Any comparison with recommendation workloads should take into account the timescales involved, Zhu said, since recommendation is relatively mature at this point.
“This is a very recent development—the market for running transformers didn’t really exist six months ago, whereas DLRM on the other hand has had comparatively longer,” he said. “The world has changed very rapidly and that is our opportunity.”
On the flipside, the rapid evolution of workloads in the AI space could spell disaster if Etched.ai specializes too much.
“That’s a real risk, and I think it’s turning off a lot of other people from going down this route, but transformers aren’t changing,” Uberti said. “If you look back four years to GPT-2, compared to Meta’s recent Llama model, there are just two differences—the size and the activation function. There are differences in how it is trained, but that doesn’t matter for inference.”
The basic components of transformers are fixed, and while there are nuances, Uberti is not worried.
“Innovations don’t come out of thin air,” he said. “There’s still this cycle of things published in academia that takes some time to be integrated.”
Uberti’s examples are gated linear activation units, which first appeared in literature in 2018 but didn’t find their way into Google’s Palm model until 2020, and 2021’s Alibi, a method for positional encoding, which didn’t find widespread adoption until the end of 2022. A typical startup might take 18-24 months to develop a chip from scratch.
“The edge industry tells us a lot—the one lesson they’ve learned is not to specialize, that you don’t know what the future holds, place your bets in the wrong place and you could be useless,” Uberti said. “We took that advice and threw it out the window.”
Sohu chip
The partners have been working ideas for their first chip, codenamed Sohu, which they claim can reach 140× the throughput per dollar compared with an Nvidia H100 PCIe card processing GPT-3 tokens.
Sohu will be “a chip that has a lot of memory,” and Uberti hinted that the two-order-of–magnitude performance metric was mainly due to impressive throughput (rather than a drastic cost differential), with the chip designed to support large batch sizes.
The men have “most of the architecture fleshed out” already, Uberti said. The tiled nature of the design should make design faster and minimize complexity, he added. Supporting only one type of model also minimizes the complexity of the software stack, particularly the compiler.
The company’s customers will be anyone who wants to pay less to use ChatGPT. Beyond that, the company is still working on its business model, Uberti said, confirming the company already has “customer dollars committed” but declined to give further details.

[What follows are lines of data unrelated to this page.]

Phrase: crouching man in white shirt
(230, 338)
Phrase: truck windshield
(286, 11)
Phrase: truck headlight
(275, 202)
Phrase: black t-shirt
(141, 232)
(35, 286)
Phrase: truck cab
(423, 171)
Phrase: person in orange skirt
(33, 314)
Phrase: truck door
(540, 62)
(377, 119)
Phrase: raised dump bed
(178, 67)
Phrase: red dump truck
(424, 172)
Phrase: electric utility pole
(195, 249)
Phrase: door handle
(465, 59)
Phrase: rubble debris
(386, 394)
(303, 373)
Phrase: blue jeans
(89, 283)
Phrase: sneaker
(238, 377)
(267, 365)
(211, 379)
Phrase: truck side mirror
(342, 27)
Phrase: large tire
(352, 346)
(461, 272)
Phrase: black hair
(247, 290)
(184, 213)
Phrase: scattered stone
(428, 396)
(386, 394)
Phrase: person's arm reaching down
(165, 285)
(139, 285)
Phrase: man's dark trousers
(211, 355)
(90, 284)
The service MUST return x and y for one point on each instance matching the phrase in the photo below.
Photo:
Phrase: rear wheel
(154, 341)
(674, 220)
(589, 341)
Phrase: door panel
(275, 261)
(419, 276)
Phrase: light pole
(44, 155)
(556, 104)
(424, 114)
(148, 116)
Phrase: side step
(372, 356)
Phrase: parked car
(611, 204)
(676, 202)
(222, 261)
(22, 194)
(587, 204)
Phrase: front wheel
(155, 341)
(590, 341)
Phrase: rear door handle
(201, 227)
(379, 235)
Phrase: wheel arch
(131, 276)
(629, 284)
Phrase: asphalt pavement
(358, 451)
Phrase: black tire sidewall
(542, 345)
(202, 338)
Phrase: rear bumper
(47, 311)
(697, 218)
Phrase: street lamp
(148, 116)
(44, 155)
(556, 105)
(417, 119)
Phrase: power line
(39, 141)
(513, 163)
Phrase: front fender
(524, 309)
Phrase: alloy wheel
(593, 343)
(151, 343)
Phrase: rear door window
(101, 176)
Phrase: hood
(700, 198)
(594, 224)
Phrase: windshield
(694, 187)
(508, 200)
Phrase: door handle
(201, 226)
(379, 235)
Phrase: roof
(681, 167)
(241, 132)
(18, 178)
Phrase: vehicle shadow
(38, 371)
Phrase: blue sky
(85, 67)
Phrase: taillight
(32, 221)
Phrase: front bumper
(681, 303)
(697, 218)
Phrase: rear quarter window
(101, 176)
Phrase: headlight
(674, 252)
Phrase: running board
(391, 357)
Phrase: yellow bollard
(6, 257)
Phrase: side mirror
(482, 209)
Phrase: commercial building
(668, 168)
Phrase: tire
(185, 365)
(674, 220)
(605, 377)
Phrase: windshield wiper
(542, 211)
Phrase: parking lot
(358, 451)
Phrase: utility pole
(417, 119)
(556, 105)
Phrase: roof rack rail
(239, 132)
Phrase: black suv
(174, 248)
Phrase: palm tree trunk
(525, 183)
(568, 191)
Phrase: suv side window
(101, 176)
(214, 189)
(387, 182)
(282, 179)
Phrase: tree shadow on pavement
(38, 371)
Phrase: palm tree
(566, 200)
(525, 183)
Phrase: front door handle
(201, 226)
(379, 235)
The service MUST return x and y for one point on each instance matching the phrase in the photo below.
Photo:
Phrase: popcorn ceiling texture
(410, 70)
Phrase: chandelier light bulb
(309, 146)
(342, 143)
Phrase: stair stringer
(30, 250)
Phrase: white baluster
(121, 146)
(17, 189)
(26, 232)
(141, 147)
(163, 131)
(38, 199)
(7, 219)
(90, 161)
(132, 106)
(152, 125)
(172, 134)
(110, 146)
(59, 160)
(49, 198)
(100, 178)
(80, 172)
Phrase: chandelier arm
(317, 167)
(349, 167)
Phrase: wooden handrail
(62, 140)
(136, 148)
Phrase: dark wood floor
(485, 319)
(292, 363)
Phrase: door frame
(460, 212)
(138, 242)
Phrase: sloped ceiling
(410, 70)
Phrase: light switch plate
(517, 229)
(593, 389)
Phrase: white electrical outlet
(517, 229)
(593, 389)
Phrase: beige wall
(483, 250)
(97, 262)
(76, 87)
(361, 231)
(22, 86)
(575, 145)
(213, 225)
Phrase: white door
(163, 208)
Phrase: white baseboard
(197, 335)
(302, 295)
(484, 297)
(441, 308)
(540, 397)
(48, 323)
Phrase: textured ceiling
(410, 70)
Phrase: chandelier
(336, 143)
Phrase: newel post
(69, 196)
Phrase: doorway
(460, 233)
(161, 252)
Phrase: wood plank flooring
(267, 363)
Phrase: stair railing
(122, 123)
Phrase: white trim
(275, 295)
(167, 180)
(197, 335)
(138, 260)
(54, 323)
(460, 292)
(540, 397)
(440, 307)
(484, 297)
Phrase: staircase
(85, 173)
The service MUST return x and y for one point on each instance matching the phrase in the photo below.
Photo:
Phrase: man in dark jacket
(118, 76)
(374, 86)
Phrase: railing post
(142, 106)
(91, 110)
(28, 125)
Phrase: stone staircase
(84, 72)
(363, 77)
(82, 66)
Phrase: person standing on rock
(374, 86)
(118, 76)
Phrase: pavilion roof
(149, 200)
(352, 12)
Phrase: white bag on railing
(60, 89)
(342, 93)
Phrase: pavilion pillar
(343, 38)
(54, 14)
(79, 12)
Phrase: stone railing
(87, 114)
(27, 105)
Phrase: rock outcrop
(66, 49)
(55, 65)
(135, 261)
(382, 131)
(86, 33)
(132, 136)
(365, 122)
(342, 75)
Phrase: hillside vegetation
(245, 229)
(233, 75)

Etched.ai plans to spend its seed funding on hiring an initial team, getting to work on the RTL front-end development and begin talking to IP providers. So far, Etched.ai has hired Mark Ross as chief architect, who had a spell as Cypress CTO in the early 2000s.
The company will seek to do a series A likely at the beginning of next year.
“Most investors are skeptical, and rightfully so, because what they see is a pair of undergrads trying to tackle the semiconductor industry,” Zhu said. “But there is definitely still a non-trivial portion of investors who are impressed and excited by the vision that we’re pitching them and what we think that this can become.”
Etched.ai is aiming to have its Sohu chip available in 2024.